Fani prawdopodobnie najbardziej pamiętają Kate Winslet jako jej postać „Titanica”, Rose. I to prawda, że film był epickim hitem swojej epoki. Jednocześnie nie była to jedyna rola Winslet – i nie była to nawet jej jedyna rola u boku Leonarda DiCaprio.
Mimo że później przepuściła szansę zagrania ponownie z Leo, Kate była zajęta innymi projektami, które nie dotyczyły skazanego na zagładę DiCaprio.
Był jeden film, który mógł przemknąć przez radary fanów, ale według Kate nadal jest jednym z jej ulubionych występów. Podczas gdy „Titanic” ukazał się w 1997 roku, film, który wciąż trzyma miejsce w sercu Kate, został wydany w 2004 roku.
To „Wieczne słońce bez skazy, które utkwiło w pamięci Winsleta jako jedna z najbardziej „zabawnych” ról, jakie kiedykolwiek zagrała, wyjaśniła aktorka. Według EW, Kate pojawiła się na rozmowie w 2017 roku, aby omówić nadchodzący film, ale także zagłębiła się w swoją historię na ekranie i jej najbardziej pamiętne występy aktorskie.
Jedną z najważniejszych ról, które lubiła, była rola Clementine, dziewczyny, która zakochuje się w postaci Jima Carreya. Chociaż niektórzy fani Winsleta wspominają ten film tylko jako nieco chaotyczny i futurystyczny, było to celowe.
Fabuła podążała za Kate jako Clementine i Jimem jako Joelem, gdy przeżywają rozstanie, wymazują swoje wspomnienia o sobie nawzajem, spotykają się ponownie i zgadzają się zacząć od nowa ze swoim związkiem.
Brzmi prosto, prawda? Ale film wykorzystał serię retrospekcji w „nieliniowej narracji”, aby zbadać głębię połączenia bohaterów i wspólnych wspomnień. Chociaż pod koniec filmu para ponownie się spotyka i dowiaduje się prawdy o ich przeszłości, Kate nie sądzi, że historia naprawdę się skończyła.

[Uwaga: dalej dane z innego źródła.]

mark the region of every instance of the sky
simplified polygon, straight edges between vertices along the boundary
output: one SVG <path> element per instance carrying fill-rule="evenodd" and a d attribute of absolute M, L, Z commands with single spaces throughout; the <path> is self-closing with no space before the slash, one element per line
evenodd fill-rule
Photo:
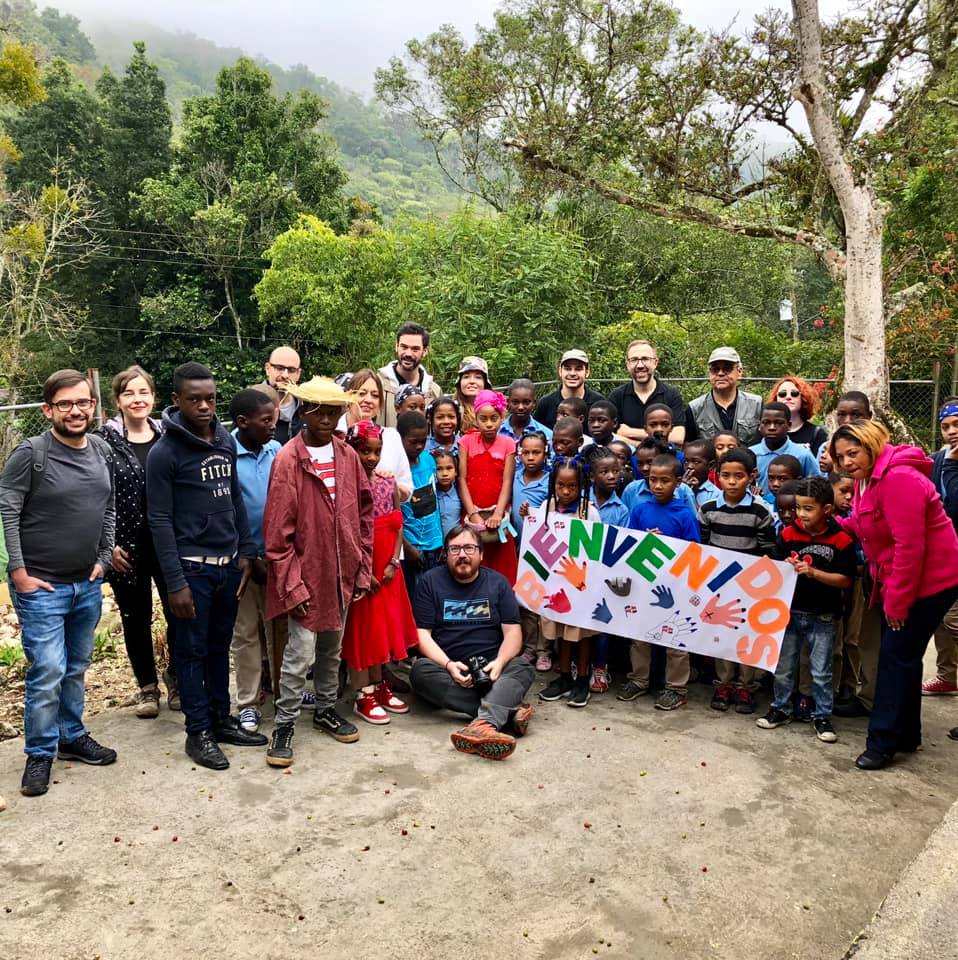
<path fill-rule="evenodd" d="M 472 36 L 476 23 L 492 22 L 501 0 L 164 0 L 136 13 L 127 0 L 37 0 L 82 19 L 110 16 L 149 20 L 167 30 L 195 33 L 221 46 L 262 54 L 280 66 L 305 63 L 322 76 L 371 93 L 373 74 L 405 42 L 443 23 Z M 685 19 L 700 28 L 739 25 L 785 0 L 677 0 Z M 823 16 L 849 5 L 820 0 Z"/>

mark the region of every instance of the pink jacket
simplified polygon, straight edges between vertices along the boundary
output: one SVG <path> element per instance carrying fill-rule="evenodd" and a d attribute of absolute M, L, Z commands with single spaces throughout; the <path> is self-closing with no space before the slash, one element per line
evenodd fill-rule
<path fill-rule="evenodd" d="M 855 486 L 852 515 L 838 518 L 861 541 L 890 620 L 905 620 L 915 600 L 958 584 L 958 536 L 931 469 L 918 447 L 886 445 L 864 492 Z"/>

Podczas dyskusji panelowej Winslet wyjaśniła, że chciałaby ponownie zagrać tę postać, aby „zobaczyć Clementine jako 42-letnią kobietę”.
Kate powiedziała, że bardzo chciałaby wiedzieć, co stało się z Clementine i przypuszczała, że postać doświadczyła intensywnego rozwoju w latach między nimi, niezależnie od tego, co stało się z jej związkiem z Joelem.
Kate wyobrażała sobie, że Clementine będzie miała "więcej kolorów włosów i więcej szalonych ubrań!" i że mogło to być zabawne doświadczenie. Oczywiście nie ma wzmianki o dołączeniu do Jima Carreya przy kolejnym filmie, ale to nie znaczy, że Kate nie byłaby na to gotowa.
I chociaż wyjaśniła, że rzadko ogląda swoje filmy ponownie po pierwszym pokazie, być może zamiłowanie Kate do Clementine skłoni ją do ponownego obejrzenia filmu, do którego tak bardzo chciałaby wrócić w charakterze.